以往各個歷史階段中審美文化的虛擬性主要表現為想象性,即文學藝術的內容不是直接來源于現實,不是對現實的照鏡子式驀寫,而是以現實為參照,在現實基礎上進行藝術加工的產物,或者干脆離現實更遠,直接進行天馬行空的主觀想象,從古代神話故事到后來的精英詩詞皆為這種想象性虛擬的產物。現代的審美虛擬性則突出表現在虛擬是“呈現”出來的,即文化傳播的內容不再用想象來構建,而是將繁雜的社會視覺化、虛擬化地構建出來,呈現在審美受眾面前,他們只需輕動鼠標或揮動游戲控制柄,甚至不用動手,用視網膜掃描器就可實現虛擬現實環境中的漫游,實現足不出戶即可“坐地日行八萬里”的審美目標。它實現了現實中的諸多不可能性,“將對在工業與商品社會中人的存在和特性依附于物、人的價值依附于對實體性財產占有這種偏狹關系打開一個缺口,從而為人的自由個性全面發展,為人的更深層的解放提供新的可能”[4]。虛擬現實的內部特性保證了它與審美大眾積極的交互作用。按照伯第亞在《虛擬現實系統和它的應用》中所言,這些特性主要可以從三個方面進行描述,即沉浸(Immersion)、想象(Imagination)和交互(Interaction),可以簡單表示為“3I”。

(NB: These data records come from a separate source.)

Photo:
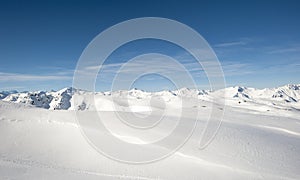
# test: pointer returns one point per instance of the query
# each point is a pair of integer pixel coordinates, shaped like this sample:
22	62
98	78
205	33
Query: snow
259	137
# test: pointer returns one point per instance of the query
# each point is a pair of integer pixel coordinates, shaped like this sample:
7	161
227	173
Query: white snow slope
259	137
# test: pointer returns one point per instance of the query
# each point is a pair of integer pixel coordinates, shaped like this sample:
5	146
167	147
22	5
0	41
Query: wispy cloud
229	44
280	50
30	77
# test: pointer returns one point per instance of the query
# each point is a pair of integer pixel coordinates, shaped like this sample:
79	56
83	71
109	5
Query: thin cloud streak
30	77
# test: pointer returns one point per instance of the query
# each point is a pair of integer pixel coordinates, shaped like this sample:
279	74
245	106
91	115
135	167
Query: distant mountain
48	100
62	99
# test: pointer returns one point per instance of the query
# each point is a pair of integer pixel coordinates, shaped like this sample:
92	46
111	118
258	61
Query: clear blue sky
257	42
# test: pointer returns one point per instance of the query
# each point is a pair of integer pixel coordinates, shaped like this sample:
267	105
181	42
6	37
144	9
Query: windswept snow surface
259	137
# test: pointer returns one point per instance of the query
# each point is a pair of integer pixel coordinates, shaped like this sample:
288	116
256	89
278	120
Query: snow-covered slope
281	97
251	143
48	100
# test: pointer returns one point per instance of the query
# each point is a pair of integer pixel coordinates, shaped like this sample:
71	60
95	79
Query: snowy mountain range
62	99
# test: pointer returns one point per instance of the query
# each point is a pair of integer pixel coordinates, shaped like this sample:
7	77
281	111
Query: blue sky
257	42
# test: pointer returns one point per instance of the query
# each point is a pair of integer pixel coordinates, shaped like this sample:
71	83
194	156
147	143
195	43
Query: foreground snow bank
252	142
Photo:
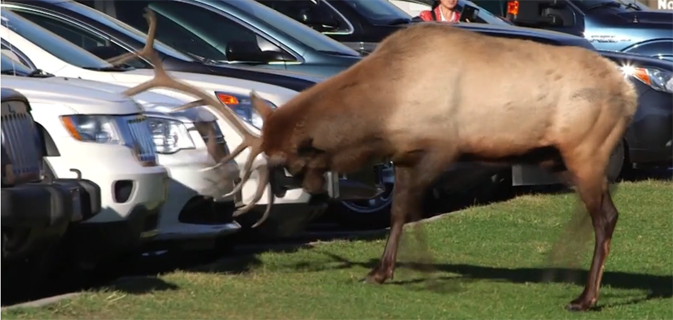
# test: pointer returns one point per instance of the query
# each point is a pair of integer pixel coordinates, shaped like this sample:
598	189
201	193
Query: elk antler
250	139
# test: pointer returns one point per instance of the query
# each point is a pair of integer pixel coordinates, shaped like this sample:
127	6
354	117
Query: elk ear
260	105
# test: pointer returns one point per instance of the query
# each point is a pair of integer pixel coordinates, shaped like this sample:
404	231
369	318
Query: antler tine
263	182
162	79
269	203
149	45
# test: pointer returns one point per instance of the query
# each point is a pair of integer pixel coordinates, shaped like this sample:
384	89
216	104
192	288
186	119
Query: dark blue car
614	25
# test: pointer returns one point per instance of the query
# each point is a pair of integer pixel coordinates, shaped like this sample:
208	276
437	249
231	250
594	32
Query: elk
489	99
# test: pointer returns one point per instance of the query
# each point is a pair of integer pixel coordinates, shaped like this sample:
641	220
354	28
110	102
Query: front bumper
33	216
190	183
131	197
189	177
650	136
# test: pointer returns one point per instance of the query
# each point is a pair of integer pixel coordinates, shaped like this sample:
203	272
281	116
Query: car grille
21	144
139	136
206	129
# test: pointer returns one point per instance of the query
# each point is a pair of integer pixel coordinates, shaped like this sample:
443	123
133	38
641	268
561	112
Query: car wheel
369	214
617	161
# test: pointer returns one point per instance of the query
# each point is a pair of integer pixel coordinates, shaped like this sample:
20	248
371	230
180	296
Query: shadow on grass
656	286
140	285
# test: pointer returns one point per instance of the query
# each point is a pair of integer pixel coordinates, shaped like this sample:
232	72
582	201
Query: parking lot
479	262
326	159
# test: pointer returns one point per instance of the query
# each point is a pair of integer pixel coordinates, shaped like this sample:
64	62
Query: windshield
378	11
294	29
52	43
122	28
626	4
9	66
485	16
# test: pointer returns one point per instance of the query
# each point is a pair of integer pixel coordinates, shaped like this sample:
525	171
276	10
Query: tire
616	165
367	214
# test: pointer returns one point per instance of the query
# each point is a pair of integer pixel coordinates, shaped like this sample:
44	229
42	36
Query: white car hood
81	100
149	100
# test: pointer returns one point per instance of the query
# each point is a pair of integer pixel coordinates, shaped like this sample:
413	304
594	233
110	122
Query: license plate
76	205
332	187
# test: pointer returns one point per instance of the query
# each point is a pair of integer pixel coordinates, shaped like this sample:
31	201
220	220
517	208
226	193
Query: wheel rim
385	179
616	162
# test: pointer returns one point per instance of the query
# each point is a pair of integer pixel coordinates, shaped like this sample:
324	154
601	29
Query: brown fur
424	102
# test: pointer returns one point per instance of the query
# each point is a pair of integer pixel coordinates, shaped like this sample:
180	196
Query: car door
318	15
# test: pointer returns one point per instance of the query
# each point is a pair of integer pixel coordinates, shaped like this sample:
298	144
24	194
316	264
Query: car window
52	43
170	30
119	26
318	16
484	16
99	46
378	11
11	62
16	54
290	27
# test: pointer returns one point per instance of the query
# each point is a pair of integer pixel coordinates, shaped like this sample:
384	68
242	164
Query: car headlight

當大眾陷入濃郁的沉浸感時,他們就會感覺不到自己身體所處的物理環境,而將虛擬世界當作是一個真實存在的環境,如同《黑客帝國》中的尼歐不知道自己真實身體的感受,所有感官傳回的信息不過是一些經過加工后的模擬環境信號之類。隨著沉浸度的深化,審美大眾可以虛擬性地得到更具有感性化特征的文化感受,而不是通過自己的冥思苦想“自制”出對相應文化形態的理解。當審美大眾在虛擬現實環境下施展自己的想象力時,他們的想象力度不再是處于初級階段,而是得到虛擬社會歷練,有的放矢地達到相當深度。相比以往對各種審美文化形態內容及趨勢的空想,虛擬現實為其提供了一個檢驗的平臺,經過其檢驗所得的文化形態往往能夠更適合未來社會發展的需要。交互性是虛擬現實達到沉浸性和想象性等目標的前提,因為審美大眾只有經過與相應物理終端之間的交互才能進入沉浸狀態。通過這些交互行為,大眾可以與虛擬社會中的各種社會元素(包括虛擬的人或事物)進行溝通和交流,從而得到相應的審美感受和情感回饋。同樣,審美大眾只有利用虛擬交互才能在虛擬環境下展現想象出的文化形態,為后續的文化觀察提供便利。由上可見,虛擬現實的三大特性,即從交互到沉浸,再由沉浸到想象的“一條龍”式服務保證了虛擬現實對于當代審美文化的巨大功效,擺脫了傳統文化只能靠想象審美的困境,也解決了影視媒體由于缺乏交互和沉浸度不高造成的新型文化形態無法事先得到檢驗的麻煩,為審美文化的快速發展夯實了基礎。但要警惕的是,如果人們沉溺于虛擬世界里,與現實疏離,就容易出現冷漠、焦慮、孤僻等“網絡癥”。
四、結語
實時性、動態性和虛擬性的共同作用促使審美文化與現代科技密切相關,呈現出強烈的技術依賴性。審美文化之所以在現代社會再次重構,根源于互聯網等技術體系的出現。大眾的交互行為以及文化融合能力的發展是文化形態發展的關鍵,網絡技術將它們推向極致,引起了審美內核的改變,可見當代審美文化的發展與科技發展水平密切關聯。一旦有新的媒介技術誕生,隨之而來的是審美文化的內核隨著技術的變革得以升級或重構。小的技術進步對應審美內核的小幅度升級,大的技術進步對應大幅度的內核升級,若是技術出現更新換代,則很可能引起審美內核的再次洗牌。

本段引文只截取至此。